Fully cloud-based workflows come to the Olympics


Alibaba Cloud, the cloud computing wing of China’s Alibaba Group, has teamed up with Olympic Broadcasting Services (OBS) to launch the cloud-based OBS Cloud, which will be ready for the Tokyo 2020 Olympics.

Alibaba says the OBS Cloud will “offer all the necessary cloud components, in specialised configurations, to support the extremely demanding content production and delivery workflows of the broadcasting of the Olympic Games.”

It will offer “super computing capabilities, high-speed connectivity directly from the IBC, easily accessible cloud, real-time monitoring, live video and audio broadcasting services and media processing.”

The company describes the Tokyo 2020 Olympics as being a game-changer for broadcasters in terms of the move to production in the cloud, which will provide flexibility and scalability benefits.

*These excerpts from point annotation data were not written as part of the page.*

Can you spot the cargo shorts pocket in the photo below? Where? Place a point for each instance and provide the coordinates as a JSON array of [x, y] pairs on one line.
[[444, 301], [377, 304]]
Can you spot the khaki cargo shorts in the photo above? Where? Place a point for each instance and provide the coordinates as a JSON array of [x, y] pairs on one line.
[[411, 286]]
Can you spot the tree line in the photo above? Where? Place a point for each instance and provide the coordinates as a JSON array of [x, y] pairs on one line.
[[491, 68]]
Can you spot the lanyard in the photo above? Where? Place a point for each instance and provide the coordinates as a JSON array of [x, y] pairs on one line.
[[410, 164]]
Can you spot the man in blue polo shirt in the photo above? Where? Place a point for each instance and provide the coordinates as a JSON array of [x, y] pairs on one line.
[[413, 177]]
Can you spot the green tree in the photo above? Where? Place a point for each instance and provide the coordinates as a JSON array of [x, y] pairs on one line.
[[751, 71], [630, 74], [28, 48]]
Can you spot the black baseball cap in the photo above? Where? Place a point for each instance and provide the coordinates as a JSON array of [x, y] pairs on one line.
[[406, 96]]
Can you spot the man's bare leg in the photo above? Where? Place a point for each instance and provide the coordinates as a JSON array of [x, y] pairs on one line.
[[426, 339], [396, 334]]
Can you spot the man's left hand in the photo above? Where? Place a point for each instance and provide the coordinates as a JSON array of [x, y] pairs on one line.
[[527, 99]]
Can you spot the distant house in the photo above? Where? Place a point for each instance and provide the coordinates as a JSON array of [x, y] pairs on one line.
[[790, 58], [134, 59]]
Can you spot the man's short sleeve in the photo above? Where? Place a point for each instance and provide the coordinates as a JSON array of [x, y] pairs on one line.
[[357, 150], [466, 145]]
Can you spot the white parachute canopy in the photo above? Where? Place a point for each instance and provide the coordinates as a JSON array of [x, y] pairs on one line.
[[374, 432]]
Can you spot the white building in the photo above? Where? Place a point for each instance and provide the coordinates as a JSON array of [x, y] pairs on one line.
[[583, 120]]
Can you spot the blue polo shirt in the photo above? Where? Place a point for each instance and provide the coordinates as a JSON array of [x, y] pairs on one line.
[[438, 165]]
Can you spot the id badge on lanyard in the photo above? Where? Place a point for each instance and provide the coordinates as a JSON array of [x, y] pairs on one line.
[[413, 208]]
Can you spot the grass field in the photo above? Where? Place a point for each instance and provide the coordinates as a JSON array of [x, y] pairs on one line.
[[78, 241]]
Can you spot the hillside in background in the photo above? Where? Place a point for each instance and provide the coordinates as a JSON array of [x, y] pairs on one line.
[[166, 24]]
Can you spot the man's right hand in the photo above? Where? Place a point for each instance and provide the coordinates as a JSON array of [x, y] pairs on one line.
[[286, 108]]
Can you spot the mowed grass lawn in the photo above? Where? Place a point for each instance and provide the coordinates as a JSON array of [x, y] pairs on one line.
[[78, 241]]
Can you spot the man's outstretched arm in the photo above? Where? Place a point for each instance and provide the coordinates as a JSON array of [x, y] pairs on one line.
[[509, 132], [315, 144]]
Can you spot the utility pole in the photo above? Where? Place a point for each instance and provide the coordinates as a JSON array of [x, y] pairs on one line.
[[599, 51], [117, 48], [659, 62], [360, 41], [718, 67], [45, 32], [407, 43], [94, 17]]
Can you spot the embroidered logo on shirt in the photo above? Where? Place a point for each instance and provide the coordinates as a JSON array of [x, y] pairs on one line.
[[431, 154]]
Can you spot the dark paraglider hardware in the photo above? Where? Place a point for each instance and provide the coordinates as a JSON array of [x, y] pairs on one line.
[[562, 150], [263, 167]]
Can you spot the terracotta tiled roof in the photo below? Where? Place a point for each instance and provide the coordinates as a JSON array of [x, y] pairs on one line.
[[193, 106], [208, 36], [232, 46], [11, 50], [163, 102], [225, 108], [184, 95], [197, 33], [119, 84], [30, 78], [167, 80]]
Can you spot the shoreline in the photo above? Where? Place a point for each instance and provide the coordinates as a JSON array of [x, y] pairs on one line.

OBS will be able to use OBS Cloud to provide video and audio assets of the Olympic Games to all Rights Holding Broadcasters efficiently, effectively and securely, say Alibaba. Broadcasters will be able to set up their own content creation, management and distribution systems on OBS Cloud.

After the Games, Rights Holding Broadcasters can choose to keep their assets within the OBS Cloud for future Olympic events.

Yiannis Exarchos, CEO of OBS, said: “Tokyo 2020 will be an opportunity for the International Olympic Committee to champion digital transformation in the media industry, as well as empowering broadcasters around the world with a cloud platform that delivers new possibilities for how the Games are enjoyed by fans around the world.”

Joey Tan, general manager of Global Strategic Accounts and Sports Business Unit, Alibaba Cloud added: “This partnership with OBS is an exciting initiative to expand the reach and accessibility of the Olympic Games content and ultimately stimulate a rethink on how the media industry operates in a digital era.”

The partnership between Alibaba Group and the International Olympic Committee began in January 2017 when the two parties signed a long-term strategic agreement to help transform the Olympic Games for the digital era.